As far as the moral fiction affecting rights and utility, I see the fiction as presented by the therapist (modern day bloggers), post-internet, as a major concern.  Information is consumed and reprocessed, without validation or fact from bloggers at a rate unseen before, influencing the masses with more traditionalist views, giving post-modernity little grasp on which to succeed.


  1. I have absolutely no idea what, exaxtly, was the question.

    First off, Martin asks about conflicting world views within Southeast Alabama. I think that it is quite a stretch to assume that a small region within a state can even have world views, let alone conflicting world views. World views are normally those norms considered by entire societies or countries.

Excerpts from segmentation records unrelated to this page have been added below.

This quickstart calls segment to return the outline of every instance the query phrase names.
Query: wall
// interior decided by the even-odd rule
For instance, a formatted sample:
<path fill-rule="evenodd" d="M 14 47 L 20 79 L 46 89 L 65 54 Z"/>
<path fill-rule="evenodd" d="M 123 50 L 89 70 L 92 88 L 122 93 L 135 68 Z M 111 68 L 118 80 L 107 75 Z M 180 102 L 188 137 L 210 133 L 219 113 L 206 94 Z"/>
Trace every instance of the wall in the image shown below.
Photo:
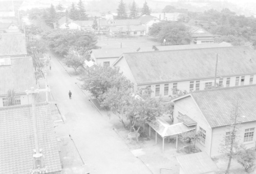
<path fill-rule="evenodd" d="M 244 135 L 245 133 L 245 129 L 247 128 L 254 128 L 254 133 L 253 136 L 253 139 L 252 141 L 244 143 Z M 216 128 L 213 129 L 212 134 L 212 144 L 211 150 L 211 157 L 214 157 L 218 155 L 221 155 L 220 153 L 221 143 L 225 143 L 224 136 L 226 135 L 226 132 L 229 132 L 227 129 L 226 126 L 220 127 Z M 240 142 L 243 143 L 246 148 L 251 148 L 255 147 L 255 143 L 256 141 L 256 121 L 248 122 L 242 124 L 241 127 L 240 128 L 239 132 L 240 134 L 236 135 L 236 139 L 239 140 Z"/>
<path fill-rule="evenodd" d="M 180 121 L 177 119 L 178 112 L 183 115 L 186 115 L 188 117 L 197 122 L 197 131 L 199 130 L 199 127 L 204 129 L 206 132 L 205 142 L 197 142 L 196 145 L 201 150 L 205 151 L 210 155 L 210 145 L 211 143 L 211 127 L 208 123 L 206 119 L 201 113 L 200 110 L 190 96 L 188 96 L 182 99 L 175 101 L 174 111 L 174 124 Z"/>

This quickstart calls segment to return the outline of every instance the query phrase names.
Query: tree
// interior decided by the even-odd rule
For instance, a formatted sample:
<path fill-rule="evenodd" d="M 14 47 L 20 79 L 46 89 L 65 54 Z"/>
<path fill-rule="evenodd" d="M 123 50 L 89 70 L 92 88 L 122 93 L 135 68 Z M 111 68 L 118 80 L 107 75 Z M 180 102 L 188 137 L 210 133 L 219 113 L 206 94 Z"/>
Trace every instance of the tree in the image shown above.
<path fill-rule="evenodd" d="M 70 8 L 69 18 L 74 20 L 76 20 L 78 19 L 78 12 L 74 3 L 72 3 L 71 7 Z"/>
<path fill-rule="evenodd" d="M 86 13 L 84 5 L 82 0 L 79 0 L 77 4 L 77 20 L 87 20 L 87 14 Z"/>
<path fill-rule="evenodd" d="M 123 0 L 120 0 L 117 8 L 117 18 L 125 19 L 126 18 L 127 14 L 125 10 L 125 4 L 123 3 Z"/>
<path fill-rule="evenodd" d="M 255 159 L 255 150 L 253 148 L 241 150 L 236 157 L 237 161 L 244 167 L 246 172 L 253 167 Z"/>
<path fill-rule="evenodd" d="M 64 61 L 68 67 L 72 67 L 77 74 L 77 69 L 80 67 L 82 67 L 86 60 L 85 56 L 81 55 L 81 53 L 73 48 L 71 48 L 68 54 L 65 56 Z"/>
<path fill-rule="evenodd" d="M 236 158 L 244 149 L 244 146 L 238 140 L 238 135 L 240 132 L 241 119 L 239 114 L 240 103 L 238 98 L 236 100 L 230 115 L 230 124 L 227 126 L 228 132 L 226 133 L 224 137 L 225 143 L 221 144 L 221 153 L 228 158 L 228 164 L 226 174 L 229 172 L 231 161 L 233 158 Z"/>
<path fill-rule="evenodd" d="M 145 1 L 145 3 L 144 3 L 143 7 L 142 7 L 142 10 L 141 11 L 141 15 L 150 15 L 151 13 L 151 11 L 150 9 L 150 8 L 147 6 L 147 3 L 146 1 Z"/>
<path fill-rule="evenodd" d="M 133 19 L 138 17 L 138 12 L 137 4 L 134 1 L 133 4 L 132 4 L 132 6 L 131 7 L 131 13 L 130 14 L 130 17 Z"/>
<path fill-rule="evenodd" d="M 118 89 L 124 81 L 127 83 L 129 81 L 118 68 L 100 65 L 89 68 L 87 74 L 81 75 L 80 80 L 83 82 L 82 89 L 90 92 L 100 102 L 104 99 L 102 95 L 109 89 L 115 86 Z"/>

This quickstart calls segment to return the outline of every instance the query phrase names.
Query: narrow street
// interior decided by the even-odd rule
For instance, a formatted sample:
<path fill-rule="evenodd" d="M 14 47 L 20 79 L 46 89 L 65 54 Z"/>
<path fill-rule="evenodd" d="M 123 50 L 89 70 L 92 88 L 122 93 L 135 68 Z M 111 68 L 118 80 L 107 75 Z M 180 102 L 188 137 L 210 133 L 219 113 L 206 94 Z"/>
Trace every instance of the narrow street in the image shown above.
<path fill-rule="evenodd" d="M 101 116 L 78 88 L 77 76 L 70 77 L 54 57 L 48 80 L 66 118 L 65 124 L 55 127 L 56 136 L 72 136 L 91 173 L 151 173 L 113 130 L 109 118 Z"/>

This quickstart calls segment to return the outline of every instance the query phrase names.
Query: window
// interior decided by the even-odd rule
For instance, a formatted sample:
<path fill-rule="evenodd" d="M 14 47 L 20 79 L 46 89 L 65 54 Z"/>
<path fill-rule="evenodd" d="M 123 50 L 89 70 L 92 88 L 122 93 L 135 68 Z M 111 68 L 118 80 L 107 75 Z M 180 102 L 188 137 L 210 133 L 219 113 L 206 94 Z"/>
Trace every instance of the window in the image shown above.
<path fill-rule="evenodd" d="M 159 97 L 160 94 L 160 84 L 156 85 L 156 97 Z"/>
<path fill-rule="evenodd" d="M 239 84 L 239 78 L 240 77 L 236 77 L 236 85 L 238 86 Z"/>
<path fill-rule="evenodd" d="M 241 85 L 244 85 L 244 76 L 242 76 L 241 78 Z"/>
<path fill-rule="evenodd" d="M 20 104 L 22 104 L 20 102 L 20 97 L 15 97 L 14 105 L 20 105 Z M 8 106 L 7 100 L 5 98 L 3 98 L 3 105 L 4 106 Z"/>
<path fill-rule="evenodd" d="M 205 138 L 206 137 L 206 131 L 205 131 L 203 128 L 201 127 L 199 127 L 201 133 L 201 141 L 205 144 Z"/>
<path fill-rule="evenodd" d="M 190 81 L 189 84 L 189 92 L 194 91 L 194 81 Z"/>
<path fill-rule="evenodd" d="M 219 85 L 220 86 L 222 86 L 223 85 L 223 78 L 220 78 L 220 80 L 219 80 Z"/>
<path fill-rule="evenodd" d="M 252 84 L 253 81 L 253 75 L 252 75 L 250 76 L 250 84 Z"/>
<path fill-rule="evenodd" d="M 254 128 L 247 128 L 244 131 L 244 142 L 251 141 L 253 140 Z"/>
<path fill-rule="evenodd" d="M 109 67 L 110 62 L 109 61 L 104 61 L 103 62 L 103 65 L 104 67 Z"/>
<path fill-rule="evenodd" d="M 212 82 L 206 82 L 205 83 L 205 88 L 211 86 L 212 84 Z"/>
<path fill-rule="evenodd" d="M 178 83 L 174 83 L 173 86 L 173 94 L 175 94 L 177 93 L 178 86 Z"/>
<path fill-rule="evenodd" d="M 196 81 L 196 91 L 200 90 L 200 81 L 199 80 Z"/>
<path fill-rule="evenodd" d="M 230 84 L 230 78 L 228 77 L 227 78 L 227 81 L 226 82 L 226 87 L 229 86 L 229 84 Z"/>
<path fill-rule="evenodd" d="M 164 95 L 168 95 L 168 92 L 169 91 L 169 84 L 164 84 Z"/>

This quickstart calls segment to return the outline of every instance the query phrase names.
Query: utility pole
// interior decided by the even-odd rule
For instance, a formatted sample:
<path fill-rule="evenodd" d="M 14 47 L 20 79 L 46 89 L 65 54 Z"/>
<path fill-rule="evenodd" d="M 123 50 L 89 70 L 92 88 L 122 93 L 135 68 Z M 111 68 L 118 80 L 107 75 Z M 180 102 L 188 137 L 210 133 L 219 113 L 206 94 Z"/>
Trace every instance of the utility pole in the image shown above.
<path fill-rule="evenodd" d="M 216 64 L 215 65 L 215 76 L 214 77 L 214 89 L 216 89 L 216 78 L 217 76 L 217 67 L 218 67 L 218 54 L 216 55 Z"/>
<path fill-rule="evenodd" d="M 45 74 L 45 83 L 46 85 L 46 89 L 48 88 L 48 85 L 47 84 L 47 70 L 46 70 L 46 63 L 47 62 L 48 60 L 50 60 L 50 59 L 49 58 L 47 58 L 46 57 L 45 57 L 44 58 L 39 58 L 40 60 L 45 60 L 45 67 L 44 67 L 44 73 Z M 46 102 L 48 102 L 48 98 L 49 98 L 49 92 L 47 91 L 46 91 Z"/>
<path fill-rule="evenodd" d="M 38 94 L 40 92 L 45 91 L 49 92 L 50 89 L 35 90 L 34 88 L 31 88 L 31 91 L 26 91 L 27 95 L 29 95 L 30 94 L 32 95 L 32 119 L 35 146 L 35 149 L 34 150 L 34 154 L 33 155 L 34 167 L 33 169 L 30 171 L 30 173 L 39 174 L 47 171 L 47 168 L 44 166 L 42 159 L 42 154 L 41 153 L 42 149 L 39 148 L 38 130 L 37 129 L 37 121 L 36 112 L 36 108 L 35 101 L 36 94 Z"/>

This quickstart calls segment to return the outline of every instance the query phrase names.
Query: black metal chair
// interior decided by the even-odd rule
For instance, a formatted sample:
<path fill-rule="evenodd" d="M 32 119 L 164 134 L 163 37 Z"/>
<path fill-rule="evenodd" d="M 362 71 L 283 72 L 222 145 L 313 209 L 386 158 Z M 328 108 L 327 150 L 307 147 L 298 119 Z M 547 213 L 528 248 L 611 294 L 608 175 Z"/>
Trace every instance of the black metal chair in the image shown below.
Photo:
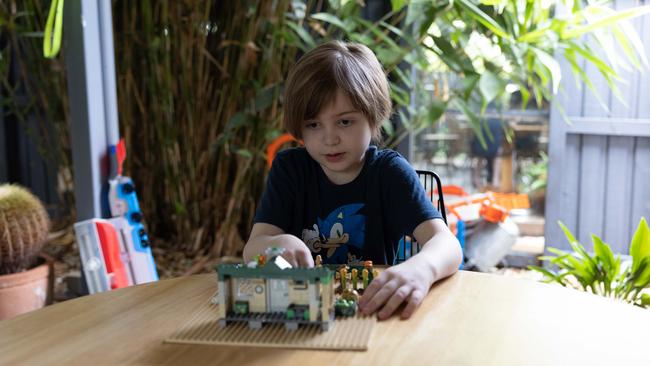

    As for emotivism. I do not subscibe to such hurrah/boo theories. I thing that modern theology utilized in the rhetoric of postmodern society as to how it might apply to emotivism limited to the conflicting world views of people within a region of a state is simply moving theological rhetoric into an infantismally small and limiting forum.

    Of course all theological thinking can be at the individual level, the universal level, or anywhere in between. I think that the original question was more than likely meant to be a discussion of social norms and beliefs as they apply to postmodern emotivism. Theological rhetoric normally applies to a much broader sense within humanity, and normally does not include a religious slant, rather, a moral slant without religious implementation.

    But what do I know. I'm still trying to figure out what the question was.

  2. I got it wrong too. The answer is 17.

  3. I was hoping you noticed that I put a bunch mispellings in on purpose. Ok, maybe they weren't all on purpose. Well, only the first one for "exactly" was on purpose.

    My second guess for the answer was going to be "C."